Avviandosi, ora, a replicare il successo della scorsa stagione con il pregnante monologo ispirato ai “pensieri” post bellici di  Winston Churchill, l’interprete friulano inaugura la fitta stagione dell’Ambra Jovinelli con un altro personaggio, e  fenomenologia umana, estremi e “razionalmente caotici” in cui potersi (fisiognomicamente) mimetizzare, per poi sceverare ed auto esaltarsi senza nulla concedere al compiacimento. Unendo cioè al virtuosismo (istrionico) di “essere” Orson Welles quello di sapersene distaccare, per “osservarlo” e se serve biasimarlo, quando l’evolversi della confessione in pubblico lascia riaffiorare amarezze, rimpianti, ciclici fallimenti. Affrontati tuttavia con dignità, ironia e conflittuali sentimenti di riluttanza e autostima.

Puntualizza il programma di sala:  come sarebbe, oggi, un breve incontro con Orson Welles, se potesse, solo per un’ora, tornare a stare tra noi?  Ci svelerebbe qualche segreto della sua genialità (“inspiegabile” per definizione) o passerebbe tutto il tempo a raccontare aneddoti esilaranti?

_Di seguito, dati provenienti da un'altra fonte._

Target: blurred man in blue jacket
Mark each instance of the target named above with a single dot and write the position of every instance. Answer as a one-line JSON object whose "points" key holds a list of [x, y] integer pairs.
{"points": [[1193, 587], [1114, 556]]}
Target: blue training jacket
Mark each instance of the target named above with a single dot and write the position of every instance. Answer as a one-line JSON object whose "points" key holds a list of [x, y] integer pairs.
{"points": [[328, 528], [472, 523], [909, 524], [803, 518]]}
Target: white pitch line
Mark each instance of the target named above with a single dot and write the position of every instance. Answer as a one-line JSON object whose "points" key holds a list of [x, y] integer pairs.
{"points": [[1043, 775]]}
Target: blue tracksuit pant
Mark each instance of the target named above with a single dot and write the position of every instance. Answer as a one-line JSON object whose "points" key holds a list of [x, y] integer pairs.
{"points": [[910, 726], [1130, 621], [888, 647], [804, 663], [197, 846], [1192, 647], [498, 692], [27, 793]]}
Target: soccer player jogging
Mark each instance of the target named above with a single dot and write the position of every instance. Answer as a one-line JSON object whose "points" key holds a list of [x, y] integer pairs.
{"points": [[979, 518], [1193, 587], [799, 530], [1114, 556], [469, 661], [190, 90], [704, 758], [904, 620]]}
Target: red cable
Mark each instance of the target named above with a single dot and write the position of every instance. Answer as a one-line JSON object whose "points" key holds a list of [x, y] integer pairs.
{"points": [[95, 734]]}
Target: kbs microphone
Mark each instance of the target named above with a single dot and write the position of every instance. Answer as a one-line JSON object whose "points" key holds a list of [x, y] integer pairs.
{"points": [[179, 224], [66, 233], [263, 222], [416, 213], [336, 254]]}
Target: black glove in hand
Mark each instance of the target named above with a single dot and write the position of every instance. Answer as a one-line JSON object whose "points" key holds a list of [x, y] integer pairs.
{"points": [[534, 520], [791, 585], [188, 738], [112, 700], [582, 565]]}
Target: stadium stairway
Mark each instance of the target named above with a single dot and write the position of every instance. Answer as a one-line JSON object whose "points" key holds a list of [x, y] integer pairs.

Scaglierebbe, indignato, invettive contro i nemici di allora e gli orrendi tempi moderni o ne sorriderebbe sornione?” . Godibile e sintetico  per la sua dichiarata essenzialità di svelarsi quale prova d’attore esplicita e carnale,  “Orson Welles Roast” (titolo preso in prestito da una celebre serie di “faccia a faccia” televisivi, anni settanta, curata da Dean Martin) è, a suo modo, un “entracte” senza rete e senza filtri, immune dalla (diffusa)  pretesa di scavalcare i canoni  di una performance ad alta gradazione di artigianato interpretativo (a  tratti affannato e col cuore in gola, nella sua  umana schiettezza).  Qui incrementata, grazie a Battiston, dal un  tangibile e irresistibile  valore didascalico\divulgativo (non celebrativo, men che mai commemorativo) indirizzato  alle generazioni che del vulcanico “artefice” statunitense conoscono a stento il nome.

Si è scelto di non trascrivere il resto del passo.